Navigating Carbon Accountability in a Changing Climate Disclosure Landscape
If your company buys or sells carbon offsets — or advertises sustainability measures that rely on them — you need to be ready to show your receipts. California’s Voluntary Carbon Market Disclosures Act (AB 1305) kicked in at the beginning of this year, and requires affected businesses to publicly disclose details about their climate claims and carbon offsets.
The legislation is part of a wave of new measures — including California’s Corporate Climate Data Accountability Act — that require businesses to disclose details about their climate measures and carbon inventory. In this atmosphere of heightened demand for climate accountability, it’s more important than ever to ensure that your carbon data is reliable, transparent, and traceable.
Find out how Persefoni can help you adapt to a rapidly changing climate disclosure landscape.
Frequently Asked Questions
1. What does it mean to "operate" in California? Is this different from the term "doing business" as it’s used in SB 253 and SB 261?

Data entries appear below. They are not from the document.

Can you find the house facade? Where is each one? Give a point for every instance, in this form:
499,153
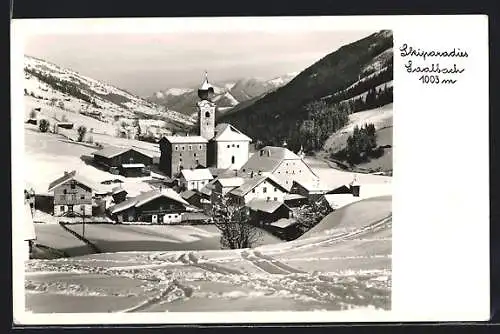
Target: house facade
182,152
282,163
263,187
195,179
72,194
157,207
121,158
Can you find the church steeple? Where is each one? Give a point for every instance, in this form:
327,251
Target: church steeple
206,90
206,109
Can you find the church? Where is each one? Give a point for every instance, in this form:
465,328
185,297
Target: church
222,146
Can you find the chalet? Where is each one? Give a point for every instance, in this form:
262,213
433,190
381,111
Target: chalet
129,161
195,179
265,187
280,162
72,194
65,125
156,206
222,186
265,212
29,231
310,190
182,152
286,228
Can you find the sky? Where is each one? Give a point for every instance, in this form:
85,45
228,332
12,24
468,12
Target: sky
147,63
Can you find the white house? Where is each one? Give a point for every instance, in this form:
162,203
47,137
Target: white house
229,147
29,231
195,179
264,187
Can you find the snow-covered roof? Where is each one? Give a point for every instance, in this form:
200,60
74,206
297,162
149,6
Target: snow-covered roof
227,132
264,205
185,139
284,223
196,174
111,151
253,182
133,165
73,176
146,198
337,201
231,181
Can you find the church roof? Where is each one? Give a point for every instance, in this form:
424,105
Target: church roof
185,139
196,174
227,132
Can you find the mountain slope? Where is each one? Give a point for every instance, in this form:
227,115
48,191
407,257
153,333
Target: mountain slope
80,93
228,95
348,73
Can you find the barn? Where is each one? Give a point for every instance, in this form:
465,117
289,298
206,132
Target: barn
156,206
129,161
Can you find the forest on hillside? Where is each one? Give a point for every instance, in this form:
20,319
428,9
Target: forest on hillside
307,110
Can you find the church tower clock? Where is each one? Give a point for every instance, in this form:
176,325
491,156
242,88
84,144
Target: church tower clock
206,109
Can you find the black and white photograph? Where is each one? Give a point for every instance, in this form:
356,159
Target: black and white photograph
206,170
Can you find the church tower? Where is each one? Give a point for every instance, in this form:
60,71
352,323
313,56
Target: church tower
206,109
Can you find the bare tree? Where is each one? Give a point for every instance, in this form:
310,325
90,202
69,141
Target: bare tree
310,215
233,222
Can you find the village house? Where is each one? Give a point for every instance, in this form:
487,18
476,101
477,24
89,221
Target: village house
222,186
156,206
29,231
281,162
129,162
265,187
195,179
72,195
267,211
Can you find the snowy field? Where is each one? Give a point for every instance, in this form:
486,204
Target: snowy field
342,266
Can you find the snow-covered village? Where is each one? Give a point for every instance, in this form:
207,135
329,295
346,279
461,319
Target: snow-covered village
274,194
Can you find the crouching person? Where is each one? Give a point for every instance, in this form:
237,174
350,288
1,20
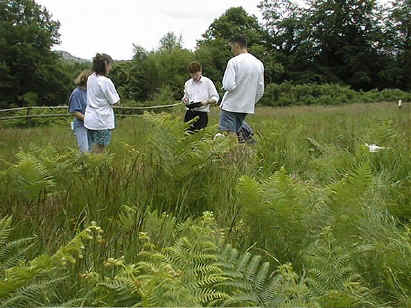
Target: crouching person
199,94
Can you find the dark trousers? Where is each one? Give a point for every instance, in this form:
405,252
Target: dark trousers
200,123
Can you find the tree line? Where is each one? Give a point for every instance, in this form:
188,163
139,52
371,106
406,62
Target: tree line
361,44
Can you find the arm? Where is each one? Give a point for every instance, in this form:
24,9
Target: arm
186,97
111,93
229,77
213,96
260,86
75,106
78,115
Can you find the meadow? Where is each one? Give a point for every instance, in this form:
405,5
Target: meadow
306,217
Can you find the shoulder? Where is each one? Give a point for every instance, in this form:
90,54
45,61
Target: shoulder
258,61
105,81
233,60
207,80
77,92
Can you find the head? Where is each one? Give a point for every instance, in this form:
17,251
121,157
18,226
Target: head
195,70
238,45
102,64
81,79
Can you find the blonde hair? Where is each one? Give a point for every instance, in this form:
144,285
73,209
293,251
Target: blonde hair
81,79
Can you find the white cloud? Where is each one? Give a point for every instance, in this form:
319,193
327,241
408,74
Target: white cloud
90,26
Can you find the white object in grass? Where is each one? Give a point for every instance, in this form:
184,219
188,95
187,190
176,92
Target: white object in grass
218,135
374,147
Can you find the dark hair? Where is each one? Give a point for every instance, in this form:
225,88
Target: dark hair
99,63
240,40
81,79
194,67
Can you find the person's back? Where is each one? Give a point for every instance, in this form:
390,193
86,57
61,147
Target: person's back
245,89
244,85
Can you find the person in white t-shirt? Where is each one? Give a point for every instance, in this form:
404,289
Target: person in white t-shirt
244,85
199,93
101,96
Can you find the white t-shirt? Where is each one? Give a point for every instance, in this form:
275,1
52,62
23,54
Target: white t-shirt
244,83
198,91
101,95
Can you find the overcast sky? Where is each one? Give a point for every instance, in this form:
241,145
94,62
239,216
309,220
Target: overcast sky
90,26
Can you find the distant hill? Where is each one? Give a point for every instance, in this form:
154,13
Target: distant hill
69,57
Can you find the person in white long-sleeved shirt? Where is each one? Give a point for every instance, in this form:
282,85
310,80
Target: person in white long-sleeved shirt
201,91
101,96
244,85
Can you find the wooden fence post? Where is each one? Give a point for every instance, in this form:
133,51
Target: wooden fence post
28,118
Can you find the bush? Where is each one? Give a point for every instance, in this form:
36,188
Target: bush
287,94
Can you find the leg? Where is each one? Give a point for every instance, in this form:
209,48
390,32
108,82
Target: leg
190,115
202,120
101,138
82,139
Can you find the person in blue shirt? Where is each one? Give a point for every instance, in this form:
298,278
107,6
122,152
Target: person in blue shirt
77,107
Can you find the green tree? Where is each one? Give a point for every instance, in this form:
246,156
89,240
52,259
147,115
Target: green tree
398,24
171,41
27,32
213,50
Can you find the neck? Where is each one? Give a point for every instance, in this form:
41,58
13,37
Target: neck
243,51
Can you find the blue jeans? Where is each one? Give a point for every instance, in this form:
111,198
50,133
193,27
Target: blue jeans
231,121
100,137
83,139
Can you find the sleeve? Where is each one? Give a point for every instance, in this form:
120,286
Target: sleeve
212,92
260,85
186,92
111,92
75,103
229,77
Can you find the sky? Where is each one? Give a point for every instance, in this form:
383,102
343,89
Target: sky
109,26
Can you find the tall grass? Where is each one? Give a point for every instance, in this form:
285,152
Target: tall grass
308,193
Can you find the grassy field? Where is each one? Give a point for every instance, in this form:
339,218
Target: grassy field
307,217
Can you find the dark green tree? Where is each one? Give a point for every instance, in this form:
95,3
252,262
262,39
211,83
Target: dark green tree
398,25
171,41
28,67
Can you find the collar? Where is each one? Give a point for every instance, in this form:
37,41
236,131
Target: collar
199,81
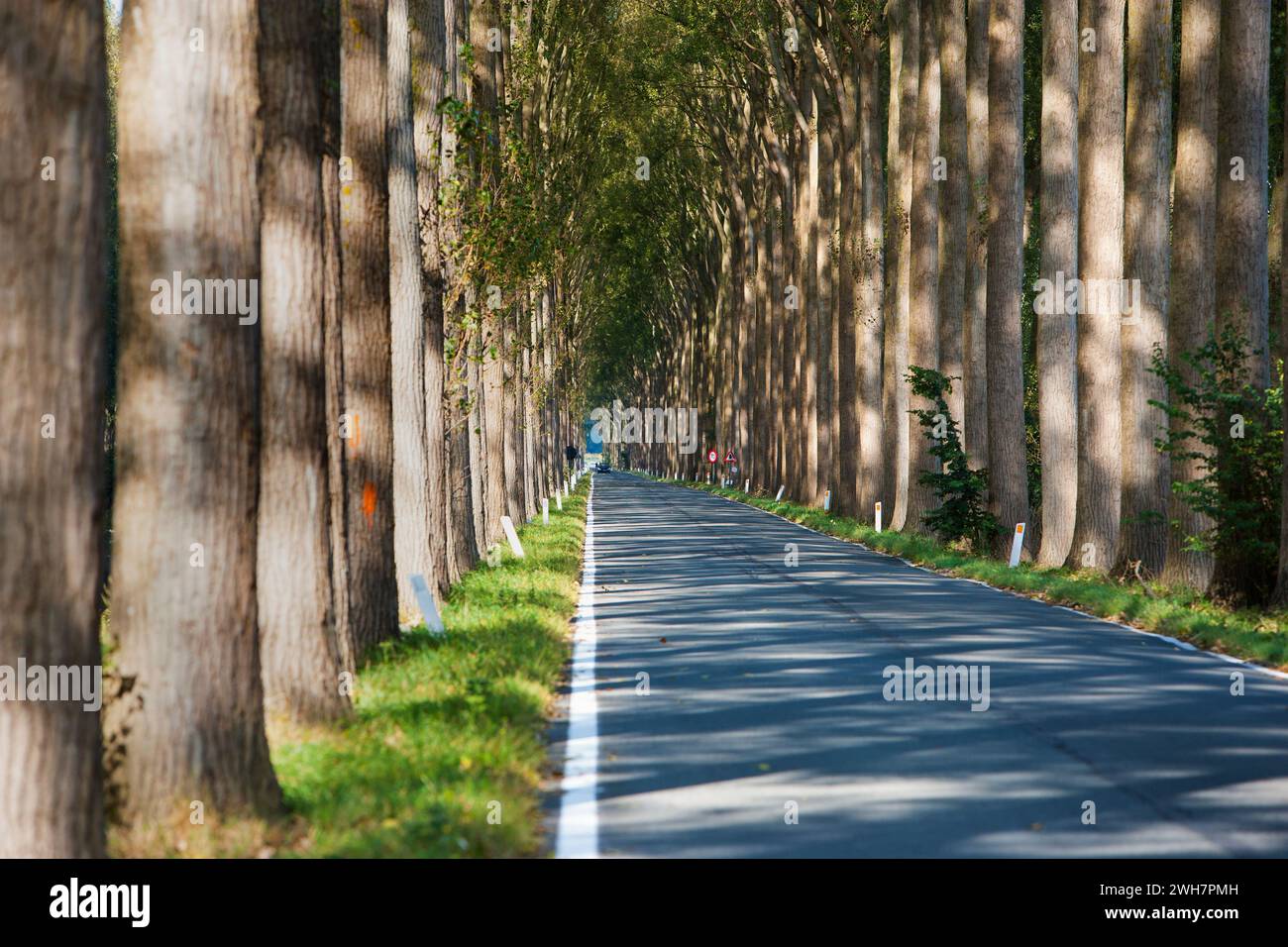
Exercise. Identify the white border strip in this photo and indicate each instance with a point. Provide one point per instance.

The meaning of “operating within the state” is not clearly defined in the language of the law. However, California has a track record of requiring companies with even limited business in the state to follow its laws. AB 1305 explicitly applies to companies that market, sell, purchase, or use carbon offsets in California, and could, therefore, affect businesses outside the borders of the state or even the country.
It is advisable to consult with a legal professional to determine whether your business entity is subject to the bill's requirements.
2. Does the bill apply to statements concerning the achievement of interim goals shy of “net zero”?
The bill does not explicitly address statements concerning the achievement of interim goals shy of “net zero.” It requires disclosure of specified information on the carbon offset project on the business entity’s website if the entity “makes claims regarding being net zero or carbon neutral.”
3. Does the law apply to RECs (Renewable Energy Certificates) as well as offsets?
The bill defines a “voluntary carbon offset” as “a reduction or removal of greenhouse gas emissions that is not required by law or regulation and that is verified by an independent third party.” The bill does not explicitly address renewable energy certificates (RECs).
4. Is there a private right of action under the law?
AB 1305 does not provide for a private right of action. The law can be enforced by the Attorney General and any district attorney, county counsel, or city attorney in the state. Businesses that fail to comply are subject to penalties of $2,500 per day, up to a maximum of $500,000 per violation.